Absent from the meeting were members of the media and the general public, who were not permitted to attend the closed working session. On his way out, Gunter Guy, commissioner of the Alabama Department of Conservation of Natural Resources overseeing the AGCRC, said the members of the council chose to operate in secret in the name of “efficiency.”
“It’s a federally created council, so it’s not subject to state open meetings law,” Guy said. “I can’t really speak for the council, but I don’t think it was an effort to keep anybody out. It’s more of an effort to keep it about work and to keep things as efficient as possible. It’s how they as a council wanted to handle their work sessions.”
Though it was only a work session, Guy said binding decisions about the procedures could be made behind closed doors, but not about projects funded through the council’s ongoing selection process.

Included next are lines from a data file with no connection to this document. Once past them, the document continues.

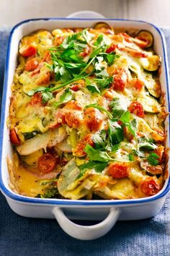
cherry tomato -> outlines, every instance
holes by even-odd
[[[38,159],[38,168],[43,174],[52,171],[55,168],[56,165],[56,158],[49,153],[45,153]]]
[[[84,121],[90,131],[98,131],[101,129],[103,116],[99,110],[94,108],[86,108],[84,111]]]
[[[38,61],[36,59],[32,59],[27,61],[24,69],[26,71],[33,71],[37,67],[37,66]]]
[[[161,145],[161,146],[156,148],[153,150],[153,152],[156,153],[159,156],[158,160],[159,163],[161,163],[162,158],[164,156],[164,147]]]
[[[86,155],[86,153],[84,151],[86,145],[89,144],[91,147],[94,146],[94,142],[93,142],[92,140],[92,135],[86,135],[78,144],[74,153],[76,154],[76,156],[81,157],[81,156],[84,156]]]
[[[107,50],[106,53],[109,54],[112,53],[112,51],[115,51],[117,48],[117,44],[113,43],[111,46],[109,46]]]
[[[32,98],[31,101],[29,103],[30,105],[39,105],[39,106],[45,106],[45,104],[42,103],[42,95],[40,93],[35,93]]]
[[[133,38],[130,35],[128,35],[126,33],[120,33],[117,35],[122,35],[126,42],[133,43]]]
[[[145,38],[140,38],[140,37],[136,37],[133,38],[134,43],[137,44],[138,46],[140,48],[146,48],[148,44],[148,40],[146,40]]]
[[[82,106],[79,104],[79,103],[76,101],[70,101],[66,103],[64,108],[73,109],[73,110],[82,110]]]
[[[15,145],[20,144],[20,140],[18,137],[18,135],[17,135],[14,128],[12,128],[10,130],[9,137],[10,137],[10,140],[11,140],[12,143],[15,144]]]
[[[112,163],[109,166],[108,171],[113,179],[123,179],[128,176],[128,168],[122,164]]]
[[[145,116],[143,106],[138,101],[132,102],[128,107],[128,110],[130,113],[133,113],[139,117],[143,118]]]
[[[50,80],[50,72],[47,72],[43,74],[43,76],[37,78],[36,81],[37,85],[47,85]]]
[[[153,178],[146,178],[141,182],[142,192],[147,196],[153,195],[161,189],[160,184]]]
[[[143,86],[144,82],[140,80],[140,79],[136,78],[134,80],[134,87],[136,90],[140,90]]]
[[[36,54],[37,48],[34,45],[30,44],[23,51],[21,49],[19,53],[23,57],[30,57]]]
[[[113,83],[112,87],[114,90],[123,92],[128,81],[128,75],[125,69],[119,69],[116,74],[113,75]]]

However, during a similar closed meeting last fall, the council earmarked the $56 million available in one of the RESTORE Act’s funding streams for economic development projects alone. The move wasn’t announced until a public meeting a week later, at which time the council didn’t take a vote on the matter.
After Wednesday’s meeting, AGCRC Vice Chairman and Alabama State Port Authority CEO Jimmy Lyons echoed Guy’s statements, calling the closed working sessions “purely an efficiency maneuver.”
As for the meeting itself, Lyons said the council focused on policies and procedures like the Multi-Year Implementation Plan (MIP) that will ultimately guide how projects are allocated. The MIP is a broad plan required by the RESTORE Act that will outline the overall goals in the council’s vision for restoration.
He also said a subgroup had been created to review applications for the “Center for Excellence” that will work in tandem with the council over the coming years to guide project allocation and coastal recovery. However, he said, the council “didn’t discuss one specific project.”
“We’ve been focused more on the process,” Lyons said. “A lot of people keep thinking we’re huddled up in secret, talking about projects, dividing up and horse trading, but that’s not what’s been happening. We really have been legitimately talking about the process we’re going to have to adhere to.”